Kindly and silently, we walk Tommy to the chair, then say, ‘Ten minutes.”
If Tommy talks or gets out of the chair, we add another 10 minutes to his chair time for each infraction.
After 10 minutes, we return to the chair and ask, “Why did I send you to the chair?”
Tommy should say something like this: “Because you asked me to get my pajamas on and I didn’t turn off the TV and I started watching another show.”

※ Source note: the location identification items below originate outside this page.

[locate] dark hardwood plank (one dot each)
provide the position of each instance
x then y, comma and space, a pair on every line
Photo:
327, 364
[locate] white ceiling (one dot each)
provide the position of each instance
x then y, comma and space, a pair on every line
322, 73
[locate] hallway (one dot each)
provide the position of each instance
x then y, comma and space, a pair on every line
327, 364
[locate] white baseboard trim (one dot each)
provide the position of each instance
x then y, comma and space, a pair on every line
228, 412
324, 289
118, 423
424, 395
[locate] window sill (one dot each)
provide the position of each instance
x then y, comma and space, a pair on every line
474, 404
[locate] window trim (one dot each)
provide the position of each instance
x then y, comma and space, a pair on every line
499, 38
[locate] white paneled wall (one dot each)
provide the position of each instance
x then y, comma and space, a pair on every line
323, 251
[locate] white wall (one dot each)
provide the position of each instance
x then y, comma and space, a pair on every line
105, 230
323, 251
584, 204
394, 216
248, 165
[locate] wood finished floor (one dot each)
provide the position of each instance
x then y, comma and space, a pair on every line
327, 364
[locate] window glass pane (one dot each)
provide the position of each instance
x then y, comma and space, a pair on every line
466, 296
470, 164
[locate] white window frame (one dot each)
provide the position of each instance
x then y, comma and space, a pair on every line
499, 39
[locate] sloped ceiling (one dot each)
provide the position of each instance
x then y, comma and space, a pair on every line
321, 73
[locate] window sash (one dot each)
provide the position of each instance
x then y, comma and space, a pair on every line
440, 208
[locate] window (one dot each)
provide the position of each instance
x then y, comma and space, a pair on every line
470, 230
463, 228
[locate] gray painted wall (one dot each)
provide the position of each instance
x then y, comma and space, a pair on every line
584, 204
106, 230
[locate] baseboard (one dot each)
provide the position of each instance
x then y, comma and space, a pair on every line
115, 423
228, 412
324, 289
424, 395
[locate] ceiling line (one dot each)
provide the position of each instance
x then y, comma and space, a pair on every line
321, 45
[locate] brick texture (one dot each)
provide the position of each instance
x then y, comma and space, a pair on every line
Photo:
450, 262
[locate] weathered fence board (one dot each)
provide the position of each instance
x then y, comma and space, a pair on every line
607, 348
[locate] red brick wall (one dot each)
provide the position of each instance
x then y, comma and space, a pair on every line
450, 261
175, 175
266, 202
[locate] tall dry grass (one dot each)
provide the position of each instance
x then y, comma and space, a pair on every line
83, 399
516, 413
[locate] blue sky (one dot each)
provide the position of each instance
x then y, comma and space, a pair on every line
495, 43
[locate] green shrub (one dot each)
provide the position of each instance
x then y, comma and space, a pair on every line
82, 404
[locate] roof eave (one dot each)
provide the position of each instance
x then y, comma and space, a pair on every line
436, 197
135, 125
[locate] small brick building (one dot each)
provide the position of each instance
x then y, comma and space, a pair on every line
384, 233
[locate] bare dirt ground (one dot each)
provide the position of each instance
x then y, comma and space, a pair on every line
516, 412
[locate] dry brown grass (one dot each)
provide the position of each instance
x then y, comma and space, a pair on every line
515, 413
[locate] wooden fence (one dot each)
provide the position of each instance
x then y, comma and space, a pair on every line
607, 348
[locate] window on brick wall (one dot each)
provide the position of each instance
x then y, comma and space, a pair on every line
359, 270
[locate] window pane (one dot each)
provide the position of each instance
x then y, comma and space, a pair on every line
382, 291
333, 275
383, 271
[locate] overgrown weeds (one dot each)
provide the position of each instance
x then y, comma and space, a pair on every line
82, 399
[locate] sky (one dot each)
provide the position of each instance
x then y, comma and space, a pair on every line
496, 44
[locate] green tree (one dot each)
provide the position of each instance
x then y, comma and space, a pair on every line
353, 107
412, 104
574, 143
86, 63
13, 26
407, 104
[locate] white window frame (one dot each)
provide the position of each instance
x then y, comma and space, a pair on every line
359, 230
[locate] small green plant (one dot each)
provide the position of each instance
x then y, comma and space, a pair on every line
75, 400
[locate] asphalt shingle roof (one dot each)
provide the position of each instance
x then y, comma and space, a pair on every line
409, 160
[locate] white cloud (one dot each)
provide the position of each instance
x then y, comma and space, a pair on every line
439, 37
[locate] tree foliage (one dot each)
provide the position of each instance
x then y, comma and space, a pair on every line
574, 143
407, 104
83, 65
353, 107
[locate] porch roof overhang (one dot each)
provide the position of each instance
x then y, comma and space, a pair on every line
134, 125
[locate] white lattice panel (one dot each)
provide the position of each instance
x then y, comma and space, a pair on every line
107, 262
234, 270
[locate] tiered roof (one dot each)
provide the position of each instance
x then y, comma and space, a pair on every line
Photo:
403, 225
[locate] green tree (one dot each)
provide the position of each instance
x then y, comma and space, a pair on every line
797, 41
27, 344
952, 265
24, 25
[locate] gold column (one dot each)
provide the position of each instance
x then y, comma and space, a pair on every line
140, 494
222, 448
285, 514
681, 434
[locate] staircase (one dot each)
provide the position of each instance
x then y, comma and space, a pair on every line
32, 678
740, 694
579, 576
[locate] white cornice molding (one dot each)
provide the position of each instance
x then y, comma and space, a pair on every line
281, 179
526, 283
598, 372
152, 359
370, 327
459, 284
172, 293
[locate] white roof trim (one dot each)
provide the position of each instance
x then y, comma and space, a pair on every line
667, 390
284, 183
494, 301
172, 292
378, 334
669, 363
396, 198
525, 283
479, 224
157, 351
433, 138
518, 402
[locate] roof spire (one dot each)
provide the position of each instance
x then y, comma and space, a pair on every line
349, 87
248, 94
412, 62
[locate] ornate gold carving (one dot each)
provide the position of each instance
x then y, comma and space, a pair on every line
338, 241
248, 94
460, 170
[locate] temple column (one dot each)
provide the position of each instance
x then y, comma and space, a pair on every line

If Tommy says, “I don’t know,” we kindly say, “Ten more minutes.”
I have used Dr. Stein’s program successfully with five to nine year olds. My experience is that a child will do a 20- or 30-minute session in the chair only once. For children under age five, five minutes instead of 10 may be appropriate.
Dr. Stein’s technique trains a child to think and pay attention. Those 10 minutes in the chair are spent creating mental pathways for concentration. With Dr. Stein’s program, as the adults in charge, we can unemotionally direct the child to appropriate behavior. No raising our voice. No saying, “How many times do I have to tell you?” We make requests once.
Dr. Stein makes recommendations for situations requiring stronger measures. If a child continues to be disruptive, consult a pediatrician or family counselor for guidance in establishing effective training techniques.
Let’s teach our children to pay attention, instead of paying for drugs. Let’s use brain plasticity to help our children learn to attend and to “be here now.”